Cambiano il nome alle loro porcate per farcele digerire

Articolo estratto dal blog di Beppe Grillo, consulta il contenuti originale.

di Alessandro Di Battista

Sono 4 anni che cerco di mettere in guardia i cittadini dalle “truffe semantiche” del potere, per essere più chiari le loro prese per il culo con le parole. Avete visto come fanno questi truffatori professionisti? Cambiano il nome alle loro porcate per farcele digerire. Il puttaniere diventa “utilizzatore finale”, le guerre di invasione (come quella in Afghanistan) si trasformano in “missioni di pace”, gli inceneritori li chiamano “termo-valorizzatori” e i tagli alla sanità, alla scuola, alle forze di polizia “aggiustamenti strutturali”.

Anche a Berlusconi gli hanno cambiato nome: l'hanno chiamato Renzi ma l'operazione è durata poco
anche perché (mai avrei creduto di arrivare a pensarlo) l'originale era meno peggio della copia arrogante.
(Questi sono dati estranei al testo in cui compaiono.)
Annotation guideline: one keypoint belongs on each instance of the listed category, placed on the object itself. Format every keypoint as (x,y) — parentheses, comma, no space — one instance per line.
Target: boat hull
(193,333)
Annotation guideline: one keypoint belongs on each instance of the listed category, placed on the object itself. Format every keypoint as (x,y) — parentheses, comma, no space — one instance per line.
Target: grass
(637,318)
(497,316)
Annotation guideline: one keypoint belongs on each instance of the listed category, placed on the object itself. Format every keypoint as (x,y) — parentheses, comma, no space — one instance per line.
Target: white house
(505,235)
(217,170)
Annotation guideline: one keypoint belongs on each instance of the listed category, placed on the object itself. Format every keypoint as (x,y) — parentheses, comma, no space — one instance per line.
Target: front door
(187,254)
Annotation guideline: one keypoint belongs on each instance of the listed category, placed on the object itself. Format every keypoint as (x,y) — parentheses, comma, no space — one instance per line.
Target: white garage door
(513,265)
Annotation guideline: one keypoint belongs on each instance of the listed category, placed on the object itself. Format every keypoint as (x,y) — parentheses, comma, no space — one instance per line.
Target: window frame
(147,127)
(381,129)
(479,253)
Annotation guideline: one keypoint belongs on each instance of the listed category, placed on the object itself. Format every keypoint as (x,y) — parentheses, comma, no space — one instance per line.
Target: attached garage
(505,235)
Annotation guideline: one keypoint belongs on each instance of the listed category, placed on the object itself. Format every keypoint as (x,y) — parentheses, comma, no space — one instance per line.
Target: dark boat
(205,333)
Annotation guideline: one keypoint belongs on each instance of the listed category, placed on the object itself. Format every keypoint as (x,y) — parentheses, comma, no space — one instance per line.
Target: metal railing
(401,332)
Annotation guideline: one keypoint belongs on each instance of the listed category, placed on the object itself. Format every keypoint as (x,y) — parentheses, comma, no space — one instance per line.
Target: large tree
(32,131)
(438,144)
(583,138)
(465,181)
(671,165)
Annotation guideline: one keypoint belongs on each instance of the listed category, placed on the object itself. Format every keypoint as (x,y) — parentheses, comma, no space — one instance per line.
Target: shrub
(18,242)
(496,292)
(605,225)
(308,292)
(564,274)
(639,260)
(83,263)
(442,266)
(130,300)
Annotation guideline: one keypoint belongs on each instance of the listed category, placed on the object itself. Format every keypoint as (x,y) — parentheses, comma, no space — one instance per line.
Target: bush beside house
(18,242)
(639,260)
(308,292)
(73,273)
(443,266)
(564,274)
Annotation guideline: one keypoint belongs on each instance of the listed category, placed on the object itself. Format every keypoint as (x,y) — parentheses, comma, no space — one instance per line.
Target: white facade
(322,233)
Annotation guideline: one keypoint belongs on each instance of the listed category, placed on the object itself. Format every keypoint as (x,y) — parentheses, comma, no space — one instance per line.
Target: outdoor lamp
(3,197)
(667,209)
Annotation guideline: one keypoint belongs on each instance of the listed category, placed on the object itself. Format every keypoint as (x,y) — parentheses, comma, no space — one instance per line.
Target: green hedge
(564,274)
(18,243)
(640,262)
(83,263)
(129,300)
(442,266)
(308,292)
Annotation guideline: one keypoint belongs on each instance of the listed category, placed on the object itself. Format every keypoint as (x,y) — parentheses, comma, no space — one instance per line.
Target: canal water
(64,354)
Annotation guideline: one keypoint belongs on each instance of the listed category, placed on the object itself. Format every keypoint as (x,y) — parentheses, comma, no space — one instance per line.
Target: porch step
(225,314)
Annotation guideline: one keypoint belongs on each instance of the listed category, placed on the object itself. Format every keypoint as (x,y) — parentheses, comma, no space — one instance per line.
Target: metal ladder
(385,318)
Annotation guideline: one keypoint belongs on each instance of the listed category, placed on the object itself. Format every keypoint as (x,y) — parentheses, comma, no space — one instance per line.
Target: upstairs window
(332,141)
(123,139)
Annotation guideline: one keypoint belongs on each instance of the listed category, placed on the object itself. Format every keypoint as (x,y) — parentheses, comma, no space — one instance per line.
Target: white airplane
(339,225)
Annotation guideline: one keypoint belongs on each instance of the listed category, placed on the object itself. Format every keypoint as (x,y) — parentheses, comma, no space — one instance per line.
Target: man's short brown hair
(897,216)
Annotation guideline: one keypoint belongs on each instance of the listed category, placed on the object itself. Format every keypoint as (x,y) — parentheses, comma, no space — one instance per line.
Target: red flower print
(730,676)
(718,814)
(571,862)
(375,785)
Oggi il “sistema” (politica, media, banche) adotta una strategia ancora più deprecabile. Dato che, grazie al M5S, il tema del reddito di cittadinanza è diventato tema nazionale, cosa fa il Governo? Di fatto prende uno strumento per contrastare la povertà (uno strumento già esistente che si chiama SIA – Sostegno Inclusione Attiva, tra l'altro drammaticamente insufficiente) e gli cambia nome. Come lo chiama? Reddito di inclusione! Mica stanziano più fondi per contrastare la povertà, figuriamoci, se non ci fosse povertà in questo Paese anche il cancro del voto di scambio verrebbe debellato. No, cambiano i nomi questi cialtroni. Credetemi non gli frega nulla di contrastare la povertà, il loro interesse è provare a disinnescare una battaglia del M5S ora che si avvicinano le elezioni.

P.S. Domani, domenica 3 settembre, alle 11.30, parteciperò alla Festa del Fatto al Parco la Versiliana (Marina di Pietrasanta – Lucca).